The blood flows away from my cheeks in a heady rush. “Do what you must.” If the water and the air and the earth didn't destroy it, surely there must be something in the map to keep it safe from fire, too?

Dalen holds the precious map above the flames, and they flick over it as if eager to consume the parchment. It looks so fragile, I want to cry out and snatch it away from him, but I resist.

I close my eyes and picture Hans's sweet round face. The way he was before Mama and Papa were taken to Belladoma.

I hear the sizzle of parchment hitting flame, and the quick burst of a flare hits the backs of my eyelids.

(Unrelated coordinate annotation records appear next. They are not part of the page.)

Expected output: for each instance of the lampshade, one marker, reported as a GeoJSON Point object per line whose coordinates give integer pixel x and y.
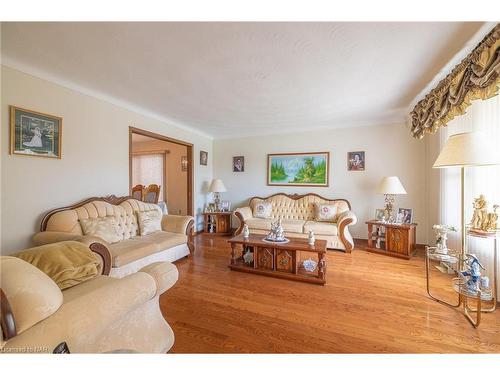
{"type": "Point", "coordinates": [391, 185]}
{"type": "Point", "coordinates": [467, 150]}
{"type": "Point", "coordinates": [217, 186]}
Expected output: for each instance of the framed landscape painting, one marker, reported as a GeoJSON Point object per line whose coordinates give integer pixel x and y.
{"type": "Point", "coordinates": [34, 133]}
{"type": "Point", "coordinates": [298, 169]}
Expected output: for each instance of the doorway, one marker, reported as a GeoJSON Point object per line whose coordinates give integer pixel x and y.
{"type": "Point", "coordinates": [164, 161]}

Dalen whoops and my eyes flicker open, just in time to
see him reaching into the fire with his bare hands and yanking the map out by an untouched corner. He tosses it on the ground and immediately stamps out the flames before they can destroy the parchment.

I rush over to help. His hooves have saved it, and coated it with a thin layer of dirt. I gingerly lift it up, hardly daring to hope it worked.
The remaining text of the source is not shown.